Specifically, the Annie E. Casey “Kids Count” Index again put New Mexico’s children at 50th in the nation this year. Notably, that report uses the “traditional,” not the “supplemental,” poverty number to calculate child poverty in New Mexico and other states.

And then there is education. Several years ago, powerful “progressive” Senate Pro Tempore Mimi Stewart commented that “New Mexico doesn’t know how to teach poor students.” But by the “supplemental” index, New Mexico’s children aren’t poor at all. Instead, they are 17th best off in the nation. Sadly, that recalculation hasn’t helped New Mexico’s education outcomes, which saw our students come in dead last in all four categories in the National Assessment of Educational Progress in 2023.

More recent data has not shown significant improvement in student achievement in New Mexico. Of course, simply recalculating data doesn’t improve real-world conditions.

What we do know is that the supplemental measure serves the governor’s political interests. She wants to be seen as successfully improving conditions for children and believes government programs such as free school lunches help reduce poverty.

I believe New Mexico children have suffered greatly under her administration, and now it seems as though she is using sneaky data tricks to fool people into thinking things are getting better for our kids when they aren’t.

The reality is that the Children, Youth and Families Department is a failure. Our schools are worse off than ever. Crime is out of control, and while the state is flush with cash from oil and gas, the benefits of this boom have not been felt by average New Mexicans.

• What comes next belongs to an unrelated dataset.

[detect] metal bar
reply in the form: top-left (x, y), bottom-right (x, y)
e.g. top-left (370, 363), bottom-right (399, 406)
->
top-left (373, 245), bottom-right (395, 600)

According to data from the University of New Mexico, the state’s age 0-24 population is expected to decline by 20% by 2040.

We hope the Legislature has some robust debates about the status of New Mexico children (and how to improve it) in the upcoming 60-day session, but the discussion needs to be based on accurate and realistic data, not conflated and confused data.

Paul Gessing is president of New Mexico’s Rio Grande Foundation, an independent, tax-exempt research and educational organization.